We’re Not KDDing

Next up: making sense of all the Internet of Things data.
Published: August 12, 2013

It wasn’t so long ago that the Internet of Things was futuristic. Today, it’s high tech’s equivalent of the “Harlem Shake.” Just as thousands of people worldwide seemingly overnight created dance videos to accompany the song and uploaded them to YouTube, suddenly every tech company, consultant and journalist is “doing” the Internet of Things. Not only that, but just as with the Harlem Shake, they are doing their own versions—from the “Web of Things” to the “Industrial Internet” and, my personal favorite, the “Internet of Everything,” which apparently is the Internet of Things plus people and data. Well, duh.

The Harlem Shake, which went viral early this year, no doubt will be replaced soon by another Internet craze and then another. The Internet of Things will last for millennia, but it is already being replaced by the next futuristic idea. That’s because the Internet of Things is taking shape in the present. “Smart” cities are popping up in Europe and Asia. Want a “smart” home? You can purchase Belkin’s WeMo Internet of Things technology at Best Buy, Costco or Target for less than $50 (full disclosure: I led the development of this product).

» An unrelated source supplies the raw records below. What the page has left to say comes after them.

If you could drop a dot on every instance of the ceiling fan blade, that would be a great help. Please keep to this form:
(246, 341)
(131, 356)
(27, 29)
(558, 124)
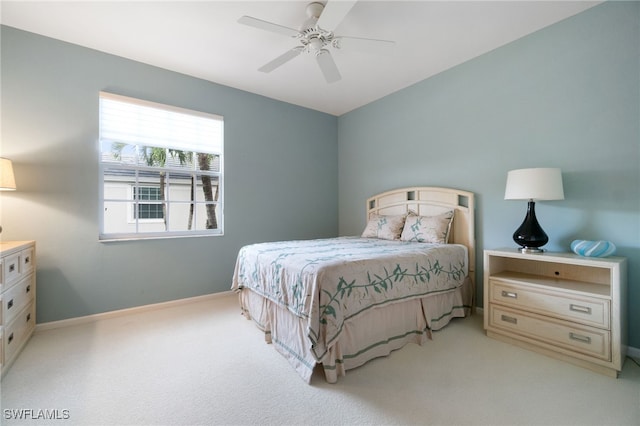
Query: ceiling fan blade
(268, 26)
(281, 60)
(367, 45)
(333, 13)
(328, 66)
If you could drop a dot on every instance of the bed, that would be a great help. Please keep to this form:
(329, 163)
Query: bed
(337, 303)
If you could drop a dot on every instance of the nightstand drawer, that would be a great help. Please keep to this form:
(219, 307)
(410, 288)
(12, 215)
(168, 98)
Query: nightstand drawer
(583, 309)
(555, 334)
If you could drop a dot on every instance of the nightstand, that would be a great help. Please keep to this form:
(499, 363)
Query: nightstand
(559, 304)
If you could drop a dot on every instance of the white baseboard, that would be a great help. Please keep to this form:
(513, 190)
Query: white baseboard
(122, 312)
(631, 351)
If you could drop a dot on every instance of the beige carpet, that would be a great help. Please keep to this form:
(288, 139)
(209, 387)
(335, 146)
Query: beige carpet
(204, 364)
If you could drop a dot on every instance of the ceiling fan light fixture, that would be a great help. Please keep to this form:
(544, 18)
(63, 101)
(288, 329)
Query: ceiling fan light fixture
(315, 43)
(313, 38)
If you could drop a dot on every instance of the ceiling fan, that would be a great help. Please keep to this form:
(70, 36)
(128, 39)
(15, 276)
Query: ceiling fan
(316, 37)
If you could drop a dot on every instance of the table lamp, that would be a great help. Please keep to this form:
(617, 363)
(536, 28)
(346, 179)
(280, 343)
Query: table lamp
(533, 185)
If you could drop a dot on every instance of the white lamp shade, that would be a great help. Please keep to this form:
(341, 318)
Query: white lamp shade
(534, 184)
(7, 180)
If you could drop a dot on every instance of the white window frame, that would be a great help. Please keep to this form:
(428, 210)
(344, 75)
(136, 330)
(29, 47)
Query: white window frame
(205, 135)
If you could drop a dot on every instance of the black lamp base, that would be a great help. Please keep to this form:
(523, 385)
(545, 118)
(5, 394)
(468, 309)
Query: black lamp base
(530, 236)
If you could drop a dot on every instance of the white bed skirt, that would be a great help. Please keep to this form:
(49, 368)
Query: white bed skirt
(374, 333)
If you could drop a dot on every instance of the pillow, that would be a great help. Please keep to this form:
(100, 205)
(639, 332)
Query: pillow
(428, 229)
(384, 227)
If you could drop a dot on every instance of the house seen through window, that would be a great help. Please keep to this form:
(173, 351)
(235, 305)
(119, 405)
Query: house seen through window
(160, 170)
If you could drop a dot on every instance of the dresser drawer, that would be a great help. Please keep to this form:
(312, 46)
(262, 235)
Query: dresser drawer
(10, 270)
(18, 331)
(586, 310)
(589, 341)
(27, 260)
(17, 297)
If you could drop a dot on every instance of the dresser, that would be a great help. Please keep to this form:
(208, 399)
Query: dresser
(559, 304)
(18, 297)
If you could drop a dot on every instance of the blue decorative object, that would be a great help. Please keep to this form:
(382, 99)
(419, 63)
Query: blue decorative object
(593, 248)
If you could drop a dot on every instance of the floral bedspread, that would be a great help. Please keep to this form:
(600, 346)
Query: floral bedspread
(328, 281)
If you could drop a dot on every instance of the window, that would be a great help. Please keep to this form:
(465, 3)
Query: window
(160, 170)
(144, 209)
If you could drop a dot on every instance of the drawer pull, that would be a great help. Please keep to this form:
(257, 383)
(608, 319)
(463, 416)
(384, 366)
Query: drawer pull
(580, 338)
(506, 318)
(509, 294)
(581, 309)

So, what comes next? KDD: knowledge, discovery and data mining. Actually, the idea of KDD is not new—in August, the Association for Computer Machinery is holding its 19th annual KDD conference. But the term hasn’t yet been co-opted and misused, and the field is alive with change.

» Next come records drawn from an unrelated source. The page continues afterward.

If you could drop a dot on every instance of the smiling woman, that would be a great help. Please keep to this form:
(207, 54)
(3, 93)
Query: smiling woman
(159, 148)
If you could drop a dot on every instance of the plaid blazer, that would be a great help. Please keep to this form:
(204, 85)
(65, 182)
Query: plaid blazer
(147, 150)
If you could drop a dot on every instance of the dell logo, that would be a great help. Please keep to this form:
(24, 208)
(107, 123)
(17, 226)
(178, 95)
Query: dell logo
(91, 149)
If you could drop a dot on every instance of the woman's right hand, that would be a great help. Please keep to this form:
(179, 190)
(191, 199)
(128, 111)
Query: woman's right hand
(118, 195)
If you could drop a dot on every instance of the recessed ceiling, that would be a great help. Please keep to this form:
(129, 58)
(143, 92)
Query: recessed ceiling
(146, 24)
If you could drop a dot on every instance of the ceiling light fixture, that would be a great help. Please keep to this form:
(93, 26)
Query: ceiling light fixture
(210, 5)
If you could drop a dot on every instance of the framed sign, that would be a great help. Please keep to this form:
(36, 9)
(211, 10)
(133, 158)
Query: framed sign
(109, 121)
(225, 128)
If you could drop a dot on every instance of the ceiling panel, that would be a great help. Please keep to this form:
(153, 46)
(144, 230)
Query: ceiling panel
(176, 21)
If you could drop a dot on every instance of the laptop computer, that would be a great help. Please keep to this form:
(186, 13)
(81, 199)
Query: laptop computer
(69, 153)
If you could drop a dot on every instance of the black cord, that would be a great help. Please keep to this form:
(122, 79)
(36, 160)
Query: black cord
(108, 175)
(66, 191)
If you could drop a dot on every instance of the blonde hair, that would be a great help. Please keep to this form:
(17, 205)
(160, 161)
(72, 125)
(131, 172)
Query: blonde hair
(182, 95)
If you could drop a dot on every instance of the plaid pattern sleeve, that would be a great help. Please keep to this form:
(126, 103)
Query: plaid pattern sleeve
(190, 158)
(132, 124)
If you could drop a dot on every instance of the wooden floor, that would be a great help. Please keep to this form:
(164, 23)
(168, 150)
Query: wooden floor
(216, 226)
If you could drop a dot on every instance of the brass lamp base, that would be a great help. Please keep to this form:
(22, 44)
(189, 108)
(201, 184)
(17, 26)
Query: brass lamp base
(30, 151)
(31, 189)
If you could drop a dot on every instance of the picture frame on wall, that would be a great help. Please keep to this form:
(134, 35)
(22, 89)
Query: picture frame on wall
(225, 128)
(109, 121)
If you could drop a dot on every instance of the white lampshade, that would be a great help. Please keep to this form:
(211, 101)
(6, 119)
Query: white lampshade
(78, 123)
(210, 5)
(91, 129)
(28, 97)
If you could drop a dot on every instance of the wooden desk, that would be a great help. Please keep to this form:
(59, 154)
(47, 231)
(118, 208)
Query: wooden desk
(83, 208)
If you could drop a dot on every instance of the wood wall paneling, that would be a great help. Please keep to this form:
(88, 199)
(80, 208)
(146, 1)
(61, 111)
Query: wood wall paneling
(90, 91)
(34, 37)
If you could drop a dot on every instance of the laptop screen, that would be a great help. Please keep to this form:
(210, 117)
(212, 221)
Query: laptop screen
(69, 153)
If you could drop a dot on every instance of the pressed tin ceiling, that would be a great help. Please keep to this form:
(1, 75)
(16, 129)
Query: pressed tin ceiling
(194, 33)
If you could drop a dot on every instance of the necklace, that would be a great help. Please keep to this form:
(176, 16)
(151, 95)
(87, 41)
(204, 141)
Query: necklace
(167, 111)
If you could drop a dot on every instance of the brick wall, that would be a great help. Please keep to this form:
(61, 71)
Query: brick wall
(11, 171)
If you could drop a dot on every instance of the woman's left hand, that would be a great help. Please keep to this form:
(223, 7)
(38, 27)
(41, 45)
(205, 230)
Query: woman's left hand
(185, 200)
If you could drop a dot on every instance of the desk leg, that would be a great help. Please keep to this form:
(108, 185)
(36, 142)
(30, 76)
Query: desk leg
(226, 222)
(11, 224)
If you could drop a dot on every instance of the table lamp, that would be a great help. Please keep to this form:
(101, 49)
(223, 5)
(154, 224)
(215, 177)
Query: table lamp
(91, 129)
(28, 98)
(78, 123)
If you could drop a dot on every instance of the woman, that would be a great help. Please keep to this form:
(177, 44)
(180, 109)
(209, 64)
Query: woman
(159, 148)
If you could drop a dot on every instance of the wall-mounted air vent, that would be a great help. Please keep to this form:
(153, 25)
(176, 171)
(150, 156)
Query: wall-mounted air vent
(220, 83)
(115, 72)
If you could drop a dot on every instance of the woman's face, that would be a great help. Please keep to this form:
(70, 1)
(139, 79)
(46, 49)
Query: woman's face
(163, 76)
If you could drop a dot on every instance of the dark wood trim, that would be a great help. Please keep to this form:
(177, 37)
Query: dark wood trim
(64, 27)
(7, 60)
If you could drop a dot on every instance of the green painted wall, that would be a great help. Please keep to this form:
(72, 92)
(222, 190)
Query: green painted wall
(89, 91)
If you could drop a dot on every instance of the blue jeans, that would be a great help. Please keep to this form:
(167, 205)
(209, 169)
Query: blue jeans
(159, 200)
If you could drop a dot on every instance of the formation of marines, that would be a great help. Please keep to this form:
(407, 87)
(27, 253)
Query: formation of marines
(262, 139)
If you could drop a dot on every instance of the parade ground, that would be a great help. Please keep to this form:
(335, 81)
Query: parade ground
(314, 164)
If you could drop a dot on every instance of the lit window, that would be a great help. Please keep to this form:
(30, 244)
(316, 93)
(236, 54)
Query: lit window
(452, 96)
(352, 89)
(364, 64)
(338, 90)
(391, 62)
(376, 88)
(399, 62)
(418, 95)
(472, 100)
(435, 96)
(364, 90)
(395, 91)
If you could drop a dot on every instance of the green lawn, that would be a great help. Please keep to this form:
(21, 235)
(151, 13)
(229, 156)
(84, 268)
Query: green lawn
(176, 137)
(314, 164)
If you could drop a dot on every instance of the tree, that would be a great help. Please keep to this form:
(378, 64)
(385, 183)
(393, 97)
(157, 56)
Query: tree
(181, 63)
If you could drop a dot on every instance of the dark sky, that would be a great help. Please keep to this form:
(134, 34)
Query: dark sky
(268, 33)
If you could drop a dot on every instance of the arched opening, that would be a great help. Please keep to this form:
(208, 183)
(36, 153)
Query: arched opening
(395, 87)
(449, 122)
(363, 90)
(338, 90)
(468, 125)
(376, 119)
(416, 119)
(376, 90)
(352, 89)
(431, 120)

For centuries, the dimensions of data analysis were somewhat constrained. There was a single data set from a single source—say, payroll data from a particular company for the past 10 years—and statisticians would analyze it using conventional mathematical tools. Computers made this process faster, easier and more accurate by putting the data into a “database,” where it could be analyzed electronically. Computers and computerized data became more common, and eventually data was moved online and to the “cloud,” and another term emerged to describe all this information: “big data.”

The rise of the Internet of Things means the world of big data is changing quickly. Data now streams from real-time sensors distributed globally and networked together, gathering noisy signals. Big data is now made of what Deborah Estrin, professor of computer science at Cornell NYC Tech, calls “small data”: lots of tiny, almost insignificant bits of information. Making all this data useful is a job for machines that must be programmed to comb through ever-changing deposits of data (data mining), find significant pieces and patterns (discovery) and synthesize them into something useful (knowledge). This technology, also known as “data science” or “machine learning,” is the frontier of computing. A network that senses data needs a network to make that data make sense.

Kevin Ashton was cofounder and executive director of the Auto-ID Center.